A great Arabic folk idiom describes an all-too-common occurrence: Literally, "he came to apply eye liner to her, but blinded her." [اجا يكحلها عماها izha ikaHil-ha, cama-ha] In other words, someone attempted to improve a situation but ended up ruining it. I believe I've encountered an example in the "technical amendment" made by the CARES Act to the Small Business Reorganization Act of 2019.

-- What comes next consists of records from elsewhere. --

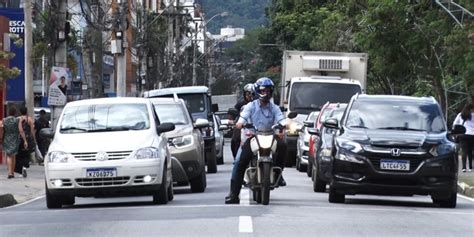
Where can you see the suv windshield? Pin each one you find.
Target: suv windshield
(171, 113)
(308, 96)
(104, 117)
(396, 116)
(194, 102)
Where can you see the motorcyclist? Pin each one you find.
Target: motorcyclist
(247, 97)
(264, 114)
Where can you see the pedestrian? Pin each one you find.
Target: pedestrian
(63, 86)
(40, 123)
(466, 140)
(236, 137)
(11, 139)
(28, 141)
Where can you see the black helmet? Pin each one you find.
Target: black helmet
(264, 83)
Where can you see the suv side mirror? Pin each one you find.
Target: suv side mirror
(331, 123)
(292, 115)
(165, 127)
(201, 123)
(215, 108)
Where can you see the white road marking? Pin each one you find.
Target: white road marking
(245, 224)
(245, 197)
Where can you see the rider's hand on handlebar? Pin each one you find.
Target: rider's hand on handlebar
(238, 125)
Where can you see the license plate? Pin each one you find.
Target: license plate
(395, 165)
(101, 172)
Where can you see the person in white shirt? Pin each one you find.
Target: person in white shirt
(466, 140)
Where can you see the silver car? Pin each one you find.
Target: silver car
(108, 147)
(186, 143)
(302, 144)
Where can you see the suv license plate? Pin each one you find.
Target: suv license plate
(395, 165)
(101, 172)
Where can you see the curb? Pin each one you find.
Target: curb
(7, 200)
(465, 189)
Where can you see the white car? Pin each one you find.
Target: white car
(108, 147)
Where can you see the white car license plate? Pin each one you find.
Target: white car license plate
(101, 172)
(395, 165)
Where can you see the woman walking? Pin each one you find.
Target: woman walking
(28, 142)
(11, 140)
(466, 140)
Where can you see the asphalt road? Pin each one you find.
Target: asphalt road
(294, 210)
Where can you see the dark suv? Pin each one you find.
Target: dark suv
(393, 145)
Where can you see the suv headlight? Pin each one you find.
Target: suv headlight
(147, 153)
(442, 149)
(348, 145)
(180, 142)
(59, 157)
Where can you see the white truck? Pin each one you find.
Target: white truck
(309, 79)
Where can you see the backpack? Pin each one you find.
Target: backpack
(29, 137)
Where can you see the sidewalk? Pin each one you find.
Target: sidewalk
(19, 189)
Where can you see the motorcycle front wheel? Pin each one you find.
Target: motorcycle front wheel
(265, 190)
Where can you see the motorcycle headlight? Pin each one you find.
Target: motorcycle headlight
(59, 157)
(180, 142)
(349, 145)
(442, 149)
(147, 153)
(294, 127)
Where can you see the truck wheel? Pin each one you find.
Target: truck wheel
(211, 161)
(198, 184)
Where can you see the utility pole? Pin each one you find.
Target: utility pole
(60, 55)
(29, 95)
(121, 58)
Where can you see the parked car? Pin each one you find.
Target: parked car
(302, 143)
(219, 134)
(393, 145)
(185, 142)
(97, 151)
(321, 156)
(198, 102)
(314, 138)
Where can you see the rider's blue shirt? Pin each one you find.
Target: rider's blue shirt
(262, 116)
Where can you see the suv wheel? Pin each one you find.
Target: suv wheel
(335, 197)
(199, 183)
(450, 202)
(161, 195)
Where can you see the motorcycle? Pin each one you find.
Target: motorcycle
(261, 175)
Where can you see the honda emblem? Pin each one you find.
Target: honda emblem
(395, 152)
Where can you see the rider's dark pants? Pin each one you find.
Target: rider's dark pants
(247, 155)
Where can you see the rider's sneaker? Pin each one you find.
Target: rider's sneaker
(232, 199)
(281, 182)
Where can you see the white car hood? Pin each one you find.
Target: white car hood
(102, 141)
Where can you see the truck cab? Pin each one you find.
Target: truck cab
(312, 78)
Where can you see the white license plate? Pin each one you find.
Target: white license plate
(395, 165)
(101, 172)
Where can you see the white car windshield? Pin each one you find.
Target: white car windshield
(171, 113)
(105, 117)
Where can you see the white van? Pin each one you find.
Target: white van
(108, 147)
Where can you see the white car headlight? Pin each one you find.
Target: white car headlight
(147, 153)
(59, 157)
(349, 145)
(180, 142)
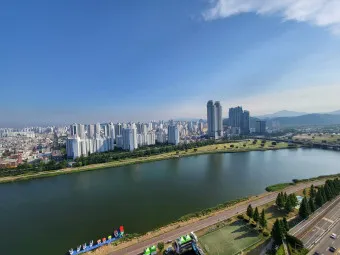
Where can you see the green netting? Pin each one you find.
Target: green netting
(147, 251)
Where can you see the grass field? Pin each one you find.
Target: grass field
(318, 138)
(242, 146)
(230, 239)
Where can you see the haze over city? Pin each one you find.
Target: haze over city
(90, 61)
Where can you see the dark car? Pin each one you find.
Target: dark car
(332, 249)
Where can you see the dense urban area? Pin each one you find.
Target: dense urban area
(57, 147)
(277, 214)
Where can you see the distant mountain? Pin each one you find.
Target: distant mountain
(335, 112)
(306, 120)
(283, 113)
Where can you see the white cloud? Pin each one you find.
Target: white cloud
(311, 99)
(325, 13)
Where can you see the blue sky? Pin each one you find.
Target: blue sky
(87, 61)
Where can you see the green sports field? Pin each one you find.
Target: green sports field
(230, 239)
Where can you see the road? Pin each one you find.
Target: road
(171, 235)
(324, 244)
(311, 230)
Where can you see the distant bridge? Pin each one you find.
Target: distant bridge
(326, 146)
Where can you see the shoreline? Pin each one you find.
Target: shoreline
(131, 161)
(159, 233)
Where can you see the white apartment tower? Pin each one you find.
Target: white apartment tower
(214, 119)
(173, 134)
(130, 138)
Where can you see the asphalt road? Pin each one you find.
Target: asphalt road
(323, 246)
(171, 235)
(312, 229)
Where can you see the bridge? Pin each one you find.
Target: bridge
(310, 144)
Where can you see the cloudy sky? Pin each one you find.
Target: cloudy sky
(89, 61)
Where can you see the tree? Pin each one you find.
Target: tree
(285, 197)
(293, 199)
(280, 200)
(160, 246)
(319, 201)
(256, 215)
(304, 209)
(250, 211)
(311, 205)
(312, 192)
(328, 192)
(285, 224)
(278, 232)
(262, 220)
(288, 206)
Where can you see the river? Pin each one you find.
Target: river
(51, 215)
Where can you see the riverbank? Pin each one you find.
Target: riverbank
(133, 244)
(235, 147)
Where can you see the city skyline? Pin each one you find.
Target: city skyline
(90, 62)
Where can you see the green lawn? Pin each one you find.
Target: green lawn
(230, 239)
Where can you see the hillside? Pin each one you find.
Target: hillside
(308, 119)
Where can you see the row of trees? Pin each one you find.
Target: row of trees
(102, 157)
(286, 202)
(33, 167)
(254, 214)
(117, 154)
(280, 230)
(317, 197)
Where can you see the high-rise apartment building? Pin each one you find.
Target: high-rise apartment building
(173, 134)
(214, 119)
(130, 138)
(239, 119)
(260, 127)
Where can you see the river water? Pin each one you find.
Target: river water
(51, 215)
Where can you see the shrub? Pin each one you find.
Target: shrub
(265, 233)
(160, 246)
(240, 216)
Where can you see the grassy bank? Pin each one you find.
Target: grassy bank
(279, 186)
(241, 146)
(271, 211)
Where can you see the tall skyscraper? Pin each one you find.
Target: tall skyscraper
(214, 119)
(211, 118)
(245, 123)
(260, 127)
(130, 138)
(97, 130)
(173, 134)
(235, 117)
(118, 129)
(81, 129)
(90, 131)
(219, 121)
(239, 119)
(74, 129)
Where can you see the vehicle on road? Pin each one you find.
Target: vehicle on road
(332, 249)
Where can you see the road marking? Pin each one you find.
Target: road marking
(331, 221)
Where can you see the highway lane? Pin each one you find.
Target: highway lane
(311, 230)
(228, 213)
(323, 246)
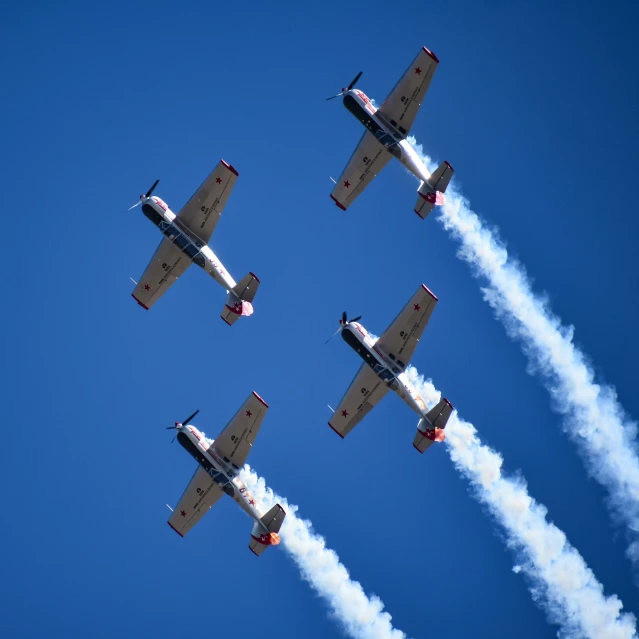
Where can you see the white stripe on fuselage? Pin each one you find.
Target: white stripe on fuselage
(242, 495)
(213, 266)
(410, 158)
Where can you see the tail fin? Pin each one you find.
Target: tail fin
(431, 427)
(431, 192)
(439, 180)
(239, 299)
(265, 531)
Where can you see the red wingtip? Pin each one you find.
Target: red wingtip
(146, 308)
(229, 167)
(431, 54)
(260, 399)
(333, 427)
(341, 206)
(176, 530)
(430, 292)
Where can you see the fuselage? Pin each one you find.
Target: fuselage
(387, 133)
(220, 469)
(389, 370)
(199, 253)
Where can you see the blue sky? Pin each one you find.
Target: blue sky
(535, 108)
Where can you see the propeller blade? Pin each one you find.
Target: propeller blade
(148, 193)
(352, 84)
(188, 419)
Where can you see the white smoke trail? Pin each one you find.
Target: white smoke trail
(592, 415)
(561, 582)
(362, 616)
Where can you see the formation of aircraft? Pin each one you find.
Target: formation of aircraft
(186, 237)
(219, 462)
(386, 130)
(385, 362)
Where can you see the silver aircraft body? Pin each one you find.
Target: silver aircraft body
(186, 237)
(387, 128)
(384, 368)
(219, 462)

As Bob pointed out almost exactly two years ago, the original SBRA definition of a "small business debtor" was designed to keep out large public companies and their subsidiaries, but the language was ... inelegant. The first of two subsections (laid out in Bob's post) excluded companies subject to reporting requirements under the Securities Exchange Act of 1934 (that is, a company with shares widely held by "the public," as defined by the SEC), while an immediately following exclusion applied to such a company that was an affiliate of a debtor (that is, another company already in bankruptcy). Well, whether you're an affiliate of a debtor or not, if you try to file under subchapter V, and you're subject to the '34 Act reporting requirements, you're excluded by the first subsection, so isn't this second provision redundant?
Yes, but ... in 2020, the CARES Act came to put eye liner on this section and blinded it. Rather than fixing this by saying what seems to have been the intention--that an affiliate of a public reporting company cannot file under subchapter V--instead, a "technical amendment" changed the final provision entirely by simply excluding an affiliate of an "issuer, as defined in section 3 of the Securities Exchange Act of 1934." [the same language was inserted in both sections 101(51D)(B)(iii) and 1182, so this change is not temporary]
The problem, it seems to me, is that the definition of "issuer" in the '34 Act includes far more than a big, public reporting company--it includes any company that issues so many as one share of stock (or other "security"). The '34 Act is generally about trading of public securities, but that's not the only thing it's about, and the definition of "issuer" in the '34 Act is simply reproduced from the '33 Act, with far broader application.